Houthi threats in the Red Sea are increasing geopolitical risks to oil supply, potentially pushing prices higher in the short term. Brent crude's RSI at 39 is near oversold territory, indicating potential for a technical rebound. However, the price trading below the 20-day moving average (93.84) suggests any rally may be limited. The MACD line remains below the signal line, signaling weak short-term momentum. In the event of a news-driven rise, the first resistance level to watch is 92.71 (50-day SMA).

RSI 14
39.1
MACD
0.11
24h Δ
0.98%

📊 WTI — Piyasa Yorumu

▲ up · 60%

Houthi threats in the Red Sea increase geopolitical risks to oil supply, potentially pushing prices higher in the short term.

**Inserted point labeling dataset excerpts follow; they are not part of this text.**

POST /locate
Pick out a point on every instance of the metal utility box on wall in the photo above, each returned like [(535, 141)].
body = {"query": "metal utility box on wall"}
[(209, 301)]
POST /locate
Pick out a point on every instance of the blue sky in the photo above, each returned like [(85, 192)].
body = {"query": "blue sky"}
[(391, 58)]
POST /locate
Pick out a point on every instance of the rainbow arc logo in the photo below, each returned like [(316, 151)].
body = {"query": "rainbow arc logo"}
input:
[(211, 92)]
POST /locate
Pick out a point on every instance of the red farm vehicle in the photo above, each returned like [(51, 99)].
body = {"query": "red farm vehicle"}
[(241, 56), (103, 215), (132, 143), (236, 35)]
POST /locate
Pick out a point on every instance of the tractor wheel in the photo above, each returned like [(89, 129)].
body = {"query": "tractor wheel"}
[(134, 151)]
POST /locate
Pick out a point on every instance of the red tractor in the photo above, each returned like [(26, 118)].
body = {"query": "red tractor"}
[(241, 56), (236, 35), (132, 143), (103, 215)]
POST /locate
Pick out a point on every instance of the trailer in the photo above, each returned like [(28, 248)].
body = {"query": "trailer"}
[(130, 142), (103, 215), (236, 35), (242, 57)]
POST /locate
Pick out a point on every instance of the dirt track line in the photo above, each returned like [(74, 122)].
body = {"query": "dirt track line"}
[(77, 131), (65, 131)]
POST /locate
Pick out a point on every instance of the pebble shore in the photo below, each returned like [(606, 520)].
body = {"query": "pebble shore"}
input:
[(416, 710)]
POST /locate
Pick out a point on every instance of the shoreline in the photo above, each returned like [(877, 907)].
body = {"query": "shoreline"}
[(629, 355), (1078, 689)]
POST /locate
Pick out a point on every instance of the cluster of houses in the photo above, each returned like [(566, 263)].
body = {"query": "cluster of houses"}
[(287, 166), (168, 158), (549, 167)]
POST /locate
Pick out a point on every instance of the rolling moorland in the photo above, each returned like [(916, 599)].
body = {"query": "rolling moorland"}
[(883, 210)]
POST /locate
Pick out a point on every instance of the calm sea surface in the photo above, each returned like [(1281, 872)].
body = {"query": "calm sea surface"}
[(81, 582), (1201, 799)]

Technically, the RSI at 39 is near oversold territory, and while the MACD remains below the signal line, this suggests upside correction potential. Although the price below SMA20 indicates short-term weakness, the news flow and low RSI could signal a recovery. However, for the uptrend to be sustainable, the price needs to rise above the SMA20 level of 91.06.

RSI 14
39.3
MACD
0.14
24h Δ
1.29%

📊 XOM — Piyasa Yorumu

▲ up · 60%

The news headline suggests that oil prices could rise due to increasing geopolitical risks. This situation could serve as a positive catalyst for energy companies such as Exxon Mobil. Technical indicators present a neutral picture; the RSI is at 50, and the MACD is below zero but close to crossing above its signal line. The price is trading just above the 20-day moving average and below the 50-day moving average. While a short-term upward movement is possible due to the news impact, confidence is moderate as the technical picture does not provide a clear signal.

RSI 14
50.0
MACD
0.05
24h Δ
-0.13%

📊 CVX — Piyasa Yorumu

▲ up · 60%

As the Houthi threat in the Red Sea could increase oil prices, energy stocks such as CVX may see positive short-term effects. Technical indicators support this view: the RSI at 52.8 is in neutral territory with a slight upward bias, the MACD is above the signal line and positive, and the price is trading above the 20- and 50-day moving averages. However, the upside outlook remains limited with moderate confidence due to uncertainty regarding the likelihood of geopolitical risks materializing and how much of this news the market has already priced in.

RSI 14
52.8
MACD
0.70
24h Δ
0.83%
Canlı Grafikler

🔗 İlgili haberler

🧬 Buna benzer

AI tarafından yeniden derlenmiştir. Yatırım tavsiyesi değildir.